And that brings me back to the haunting nature of women explaining the times they were assaulted, discriminated against, demeaned because of their sex.

It doesn’t matter if it was once, or a thousand plus a thousand times. It doesn’t matter if it was one word, a thousand words or a covert sexual gesture or an overt sexual act.

Every time is wrong.

Every time hurts.

Every time breaks down the delicate fabric of our psyches leaving us in a place of ‘less than’ where the more we want in our lives becomes one simple plea. “Make it stop.”

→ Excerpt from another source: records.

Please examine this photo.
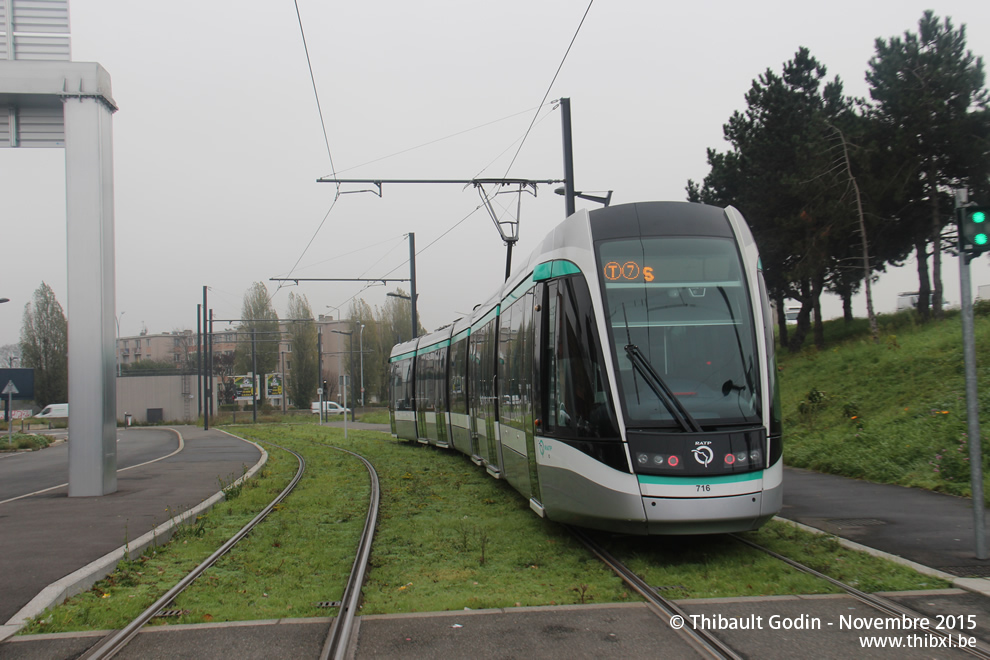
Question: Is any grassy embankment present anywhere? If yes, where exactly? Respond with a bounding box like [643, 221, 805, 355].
[22, 425, 946, 634]
[779, 303, 990, 499]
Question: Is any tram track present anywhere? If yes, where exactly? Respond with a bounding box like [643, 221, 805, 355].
[567, 526, 743, 660]
[572, 525, 990, 660]
[76, 438, 380, 660]
[730, 533, 990, 660]
[319, 445, 380, 660]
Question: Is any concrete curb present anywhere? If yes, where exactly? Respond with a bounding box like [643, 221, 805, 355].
[0, 429, 268, 641]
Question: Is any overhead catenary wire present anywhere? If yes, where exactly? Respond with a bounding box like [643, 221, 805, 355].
[329, 104, 555, 179]
[270, 1, 347, 307]
[499, 0, 594, 180]
[279, 3, 595, 321]
[293, 0, 337, 175]
[285, 234, 408, 278]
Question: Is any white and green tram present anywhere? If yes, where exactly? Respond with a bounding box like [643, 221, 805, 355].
[389, 201, 782, 534]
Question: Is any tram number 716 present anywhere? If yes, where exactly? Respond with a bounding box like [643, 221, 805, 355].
[696, 485, 711, 492]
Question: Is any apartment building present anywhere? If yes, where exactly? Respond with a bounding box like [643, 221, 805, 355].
[116, 329, 236, 369]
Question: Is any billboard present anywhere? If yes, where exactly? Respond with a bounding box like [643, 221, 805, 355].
[267, 373, 283, 398]
[233, 375, 256, 401]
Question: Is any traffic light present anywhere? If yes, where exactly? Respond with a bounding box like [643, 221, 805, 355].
[959, 206, 990, 255]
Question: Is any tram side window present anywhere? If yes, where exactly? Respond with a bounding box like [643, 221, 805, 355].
[434, 346, 448, 413]
[391, 358, 414, 411]
[498, 301, 516, 424]
[418, 350, 437, 413]
[509, 290, 532, 430]
[448, 339, 468, 415]
[544, 278, 619, 440]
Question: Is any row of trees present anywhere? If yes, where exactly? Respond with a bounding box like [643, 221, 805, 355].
[224, 282, 421, 410]
[687, 11, 990, 351]
[8, 278, 421, 413]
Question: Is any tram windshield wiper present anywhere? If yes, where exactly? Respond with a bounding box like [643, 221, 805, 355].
[619, 303, 703, 434]
[624, 343, 704, 433]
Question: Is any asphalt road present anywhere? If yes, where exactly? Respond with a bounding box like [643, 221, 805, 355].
[0, 428, 180, 503]
[0, 427, 261, 624]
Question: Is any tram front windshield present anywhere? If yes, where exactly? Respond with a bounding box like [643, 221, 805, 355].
[597, 237, 762, 428]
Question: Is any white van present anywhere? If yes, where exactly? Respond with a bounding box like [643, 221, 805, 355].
[897, 292, 949, 311]
[311, 401, 350, 415]
[36, 403, 68, 419]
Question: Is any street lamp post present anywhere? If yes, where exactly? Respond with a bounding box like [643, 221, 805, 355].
[331, 329, 352, 438]
[280, 350, 287, 413]
[114, 311, 126, 377]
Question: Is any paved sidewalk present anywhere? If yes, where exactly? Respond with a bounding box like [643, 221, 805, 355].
[0, 427, 263, 635]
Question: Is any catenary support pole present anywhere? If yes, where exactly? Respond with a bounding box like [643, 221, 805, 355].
[409, 233, 418, 339]
[252, 327, 258, 424]
[203, 287, 208, 431]
[208, 309, 214, 423]
[197, 304, 202, 418]
[560, 97, 576, 218]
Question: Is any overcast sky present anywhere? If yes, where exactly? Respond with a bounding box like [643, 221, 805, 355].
[2, 0, 989, 346]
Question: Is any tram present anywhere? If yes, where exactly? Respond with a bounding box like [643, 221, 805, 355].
[388, 201, 782, 535]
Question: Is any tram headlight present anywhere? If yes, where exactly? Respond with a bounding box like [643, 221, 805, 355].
[637, 453, 649, 465]
[652, 454, 665, 465]
[749, 449, 762, 463]
[735, 451, 748, 463]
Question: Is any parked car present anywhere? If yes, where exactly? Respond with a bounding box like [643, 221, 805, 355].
[35, 403, 68, 419]
[311, 401, 350, 415]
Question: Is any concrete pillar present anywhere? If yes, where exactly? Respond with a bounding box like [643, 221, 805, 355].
[65, 95, 117, 496]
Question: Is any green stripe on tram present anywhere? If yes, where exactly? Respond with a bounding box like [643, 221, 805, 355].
[416, 339, 450, 356]
[533, 260, 581, 281]
[389, 350, 417, 363]
[638, 471, 763, 486]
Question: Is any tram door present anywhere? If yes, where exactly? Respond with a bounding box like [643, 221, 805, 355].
[481, 317, 501, 475]
[525, 283, 545, 508]
[469, 317, 499, 472]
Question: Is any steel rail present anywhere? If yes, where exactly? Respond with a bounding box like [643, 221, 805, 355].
[319, 445, 381, 660]
[568, 526, 742, 660]
[78, 443, 307, 660]
[731, 534, 990, 660]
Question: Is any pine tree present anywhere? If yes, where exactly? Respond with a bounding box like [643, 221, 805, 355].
[866, 11, 989, 320]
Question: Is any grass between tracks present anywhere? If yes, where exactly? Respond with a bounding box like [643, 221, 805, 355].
[21, 425, 947, 634]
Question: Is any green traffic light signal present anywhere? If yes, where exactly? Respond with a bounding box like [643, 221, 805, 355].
[960, 206, 990, 255]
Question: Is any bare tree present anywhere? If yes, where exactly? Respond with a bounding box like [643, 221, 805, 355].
[19, 283, 68, 407]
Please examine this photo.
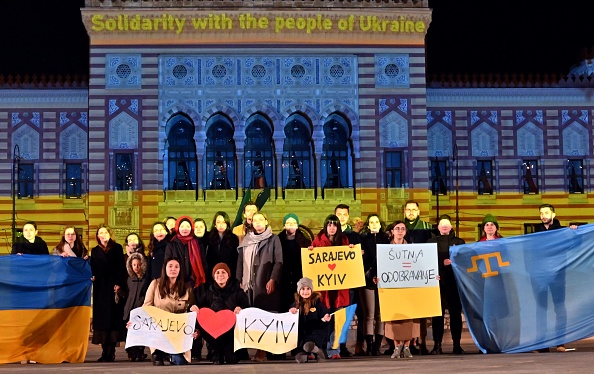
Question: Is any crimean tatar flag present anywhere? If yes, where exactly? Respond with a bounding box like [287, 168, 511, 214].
[0, 255, 92, 364]
[332, 304, 357, 349]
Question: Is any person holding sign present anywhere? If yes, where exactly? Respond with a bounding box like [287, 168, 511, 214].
[143, 257, 195, 365]
[191, 262, 248, 365]
[360, 214, 390, 356]
[237, 212, 283, 362]
[309, 214, 352, 359]
[290, 277, 331, 363]
[383, 220, 417, 359]
[426, 215, 466, 355]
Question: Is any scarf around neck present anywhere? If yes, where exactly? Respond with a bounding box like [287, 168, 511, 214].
[176, 232, 206, 288]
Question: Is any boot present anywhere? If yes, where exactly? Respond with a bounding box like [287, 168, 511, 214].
[453, 341, 465, 354]
[419, 341, 430, 355]
[383, 338, 395, 356]
[430, 341, 443, 355]
[365, 335, 374, 356]
[354, 340, 365, 356]
[373, 334, 383, 356]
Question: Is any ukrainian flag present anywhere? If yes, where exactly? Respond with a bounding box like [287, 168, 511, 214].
[332, 304, 357, 349]
[0, 255, 92, 364]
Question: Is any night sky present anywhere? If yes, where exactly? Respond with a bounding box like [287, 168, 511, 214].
[1, 0, 593, 79]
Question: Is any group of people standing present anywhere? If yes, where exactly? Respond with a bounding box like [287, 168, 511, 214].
[10, 200, 573, 365]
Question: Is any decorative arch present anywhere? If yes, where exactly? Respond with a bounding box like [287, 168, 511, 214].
[244, 113, 274, 188]
[380, 110, 409, 149]
[165, 113, 197, 191]
[321, 112, 353, 189]
[517, 122, 544, 157]
[243, 104, 281, 132]
[471, 122, 499, 157]
[282, 113, 314, 189]
[204, 113, 236, 190]
[562, 122, 589, 156]
[60, 124, 87, 159]
[109, 112, 138, 149]
[427, 122, 452, 157]
[11, 124, 40, 160]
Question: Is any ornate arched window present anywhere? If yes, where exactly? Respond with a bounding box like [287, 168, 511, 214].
[166, 113, 197, 191]
[244, 113, 274, 189]
[205, 113, 236, 190]
[282, 113, 313, 189]
[321, 112, 352, 189]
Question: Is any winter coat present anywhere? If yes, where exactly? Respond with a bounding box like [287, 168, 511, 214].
[12, 236, 49, 255]
[123, 254, 150, 321]
[278, 228, 311, 310]
[535, 218, 563, 232]
[311, 232, 350, 310]
[194, 278, 249, 312]
[90, 241, 127, 343]
[164, 236, 206, 285]
[292, 293, 330, 349]
[206, 230, 239, 283]
[236, 228, 283, 311]
[405, 217, 434, 244]
[148, 238, 168, 280]
[361, 230, 390, 289]
[427, 231, 465, 281]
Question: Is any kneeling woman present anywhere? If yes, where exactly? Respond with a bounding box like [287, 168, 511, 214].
[143, 257, 194, 365]
[191, 263, 249, 365]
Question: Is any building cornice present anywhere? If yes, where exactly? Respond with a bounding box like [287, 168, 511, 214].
[427, 88, 594, 107]
[0, 89, 89, 107]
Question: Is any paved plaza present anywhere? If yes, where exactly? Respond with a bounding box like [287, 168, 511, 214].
[2, 331, 594, 373]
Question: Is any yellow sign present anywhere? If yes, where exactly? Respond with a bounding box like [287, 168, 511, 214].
[378, 287, 442, 322]
[301, 244, 365, 291]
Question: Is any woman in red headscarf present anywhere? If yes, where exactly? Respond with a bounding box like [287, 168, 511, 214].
[164, 216, 207, 288]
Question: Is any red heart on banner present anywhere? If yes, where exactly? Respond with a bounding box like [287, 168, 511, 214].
[328, 263, 337, 271]
[196, 308, 236, 339]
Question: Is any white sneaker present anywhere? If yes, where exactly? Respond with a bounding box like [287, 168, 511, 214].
[402, 347, 413, 358]
[390, 346, 401, 359]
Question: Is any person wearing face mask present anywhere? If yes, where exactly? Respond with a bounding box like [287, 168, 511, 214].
[360, 214, 390, 356]
[278, 213, 311, 313]
[206, 212, 239, 284]
[427, 215, 466, 355]
[236, 212, 283, 362]
[12, 221, 49, 255]
[147, 222, 170, 280]
[53, 225, 87, 258]
[165, 216, 207, 289]
[90, 224, 127, 362]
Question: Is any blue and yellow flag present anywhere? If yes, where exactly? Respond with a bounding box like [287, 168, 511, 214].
[332, 304, 357, 349]
[451, 224, 594, 353]
[0, 255, 92, 364]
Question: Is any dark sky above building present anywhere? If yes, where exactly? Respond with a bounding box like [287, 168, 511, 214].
[1, 0, 593, 79]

When I was in that relationship, I kept praying for someone to ‘Please make it stop.’ I kept looking for someone to see me, to actually see how lost and terrified and alone and frightened and beaten down I was.

But they couldn’t.

Not because they didn’t care.

It was because I wasn’t telling.

I needed to tell the truth. I was being abused.

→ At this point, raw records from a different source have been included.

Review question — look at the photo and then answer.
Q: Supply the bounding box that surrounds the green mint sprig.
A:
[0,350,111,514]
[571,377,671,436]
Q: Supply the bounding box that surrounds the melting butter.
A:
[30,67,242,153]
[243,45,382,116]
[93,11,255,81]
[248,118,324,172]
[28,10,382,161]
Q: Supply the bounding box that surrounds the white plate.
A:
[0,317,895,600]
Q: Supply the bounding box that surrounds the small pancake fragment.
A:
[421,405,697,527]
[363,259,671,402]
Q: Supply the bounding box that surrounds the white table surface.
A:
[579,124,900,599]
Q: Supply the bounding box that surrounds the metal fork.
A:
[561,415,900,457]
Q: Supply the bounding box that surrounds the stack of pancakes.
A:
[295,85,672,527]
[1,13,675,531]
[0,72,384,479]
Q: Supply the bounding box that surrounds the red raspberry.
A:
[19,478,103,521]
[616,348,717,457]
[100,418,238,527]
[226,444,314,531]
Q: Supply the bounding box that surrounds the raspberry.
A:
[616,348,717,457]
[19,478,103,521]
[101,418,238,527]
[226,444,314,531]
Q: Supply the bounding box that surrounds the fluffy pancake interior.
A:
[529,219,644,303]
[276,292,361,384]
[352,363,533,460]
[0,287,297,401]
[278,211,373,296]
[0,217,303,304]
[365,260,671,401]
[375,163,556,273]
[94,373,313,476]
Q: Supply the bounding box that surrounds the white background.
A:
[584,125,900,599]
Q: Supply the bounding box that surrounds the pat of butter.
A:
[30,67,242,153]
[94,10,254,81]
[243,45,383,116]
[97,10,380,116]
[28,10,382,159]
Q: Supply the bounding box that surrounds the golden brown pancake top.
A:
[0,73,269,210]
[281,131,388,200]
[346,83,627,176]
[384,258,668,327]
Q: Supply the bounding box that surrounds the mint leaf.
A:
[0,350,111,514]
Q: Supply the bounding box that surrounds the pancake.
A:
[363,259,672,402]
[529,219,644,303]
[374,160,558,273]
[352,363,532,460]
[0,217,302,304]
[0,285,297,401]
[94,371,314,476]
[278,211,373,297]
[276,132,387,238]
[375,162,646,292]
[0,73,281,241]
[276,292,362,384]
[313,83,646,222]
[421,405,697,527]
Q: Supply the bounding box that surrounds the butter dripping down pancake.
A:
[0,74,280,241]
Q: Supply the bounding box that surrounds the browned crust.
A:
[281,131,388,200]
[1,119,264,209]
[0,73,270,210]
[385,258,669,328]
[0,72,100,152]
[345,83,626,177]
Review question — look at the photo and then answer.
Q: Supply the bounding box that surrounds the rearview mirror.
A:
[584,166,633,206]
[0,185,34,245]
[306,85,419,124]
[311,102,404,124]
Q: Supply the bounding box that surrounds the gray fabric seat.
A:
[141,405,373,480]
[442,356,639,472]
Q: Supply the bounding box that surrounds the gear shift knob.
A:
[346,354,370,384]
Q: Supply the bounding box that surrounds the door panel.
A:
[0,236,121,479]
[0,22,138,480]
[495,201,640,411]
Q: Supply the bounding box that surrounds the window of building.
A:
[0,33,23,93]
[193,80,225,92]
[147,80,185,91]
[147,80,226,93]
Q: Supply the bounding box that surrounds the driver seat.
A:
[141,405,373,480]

Yet, I didn’t dare. He told me I couldn’t. He told me I wasn’t being abused. I believed him. I did not believe myself and stayed silent.

In my silence, I lost myself and almost lost my daughters.

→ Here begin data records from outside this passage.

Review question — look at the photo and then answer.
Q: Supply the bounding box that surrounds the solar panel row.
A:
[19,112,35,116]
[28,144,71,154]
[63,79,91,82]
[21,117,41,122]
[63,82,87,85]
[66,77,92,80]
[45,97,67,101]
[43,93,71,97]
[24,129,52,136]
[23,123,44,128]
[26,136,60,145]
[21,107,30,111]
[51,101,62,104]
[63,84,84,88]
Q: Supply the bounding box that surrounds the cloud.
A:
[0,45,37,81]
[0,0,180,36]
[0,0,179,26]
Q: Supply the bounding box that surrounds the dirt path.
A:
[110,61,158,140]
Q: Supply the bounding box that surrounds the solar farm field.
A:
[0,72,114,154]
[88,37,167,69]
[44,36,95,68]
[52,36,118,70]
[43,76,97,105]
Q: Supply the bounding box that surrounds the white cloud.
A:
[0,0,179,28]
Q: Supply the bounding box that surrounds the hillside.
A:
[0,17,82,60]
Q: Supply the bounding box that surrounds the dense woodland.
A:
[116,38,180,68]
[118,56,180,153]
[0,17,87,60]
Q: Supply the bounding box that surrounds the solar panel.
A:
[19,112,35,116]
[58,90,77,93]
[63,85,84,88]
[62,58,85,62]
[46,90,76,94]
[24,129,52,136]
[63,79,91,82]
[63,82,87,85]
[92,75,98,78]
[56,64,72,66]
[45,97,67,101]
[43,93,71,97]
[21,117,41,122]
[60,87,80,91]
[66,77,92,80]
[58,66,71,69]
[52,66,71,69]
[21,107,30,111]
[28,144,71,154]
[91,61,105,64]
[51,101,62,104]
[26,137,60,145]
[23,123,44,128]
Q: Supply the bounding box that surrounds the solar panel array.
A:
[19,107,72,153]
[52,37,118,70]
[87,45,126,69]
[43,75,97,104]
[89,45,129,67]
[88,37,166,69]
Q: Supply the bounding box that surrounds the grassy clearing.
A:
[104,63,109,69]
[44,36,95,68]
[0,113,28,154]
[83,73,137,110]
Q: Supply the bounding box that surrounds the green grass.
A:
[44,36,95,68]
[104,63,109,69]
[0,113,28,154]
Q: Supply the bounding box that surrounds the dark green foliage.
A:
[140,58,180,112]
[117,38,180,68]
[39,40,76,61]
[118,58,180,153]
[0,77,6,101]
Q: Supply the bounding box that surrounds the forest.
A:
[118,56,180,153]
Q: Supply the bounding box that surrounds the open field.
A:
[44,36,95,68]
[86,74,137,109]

I am grateful. My daughters and I have grown beyond survival to the amazing beauty of our lives today. It doesn’t change the fact there’s evil in this world. It doesn’t change the abusers.

It does change us.

We are free and in that freedom I can state without fear, shame or sadness, Me Too.

And in my Me Too, there is no need for explanation.

It is the truth.

Me Too.

And in my Me Too is my I will not be silenced.

Not because abusers don’t exist in this world. They do.

My ‘I will not be silenced’ is because I claim  my right to have a voice. To speak my truth. To live out loud.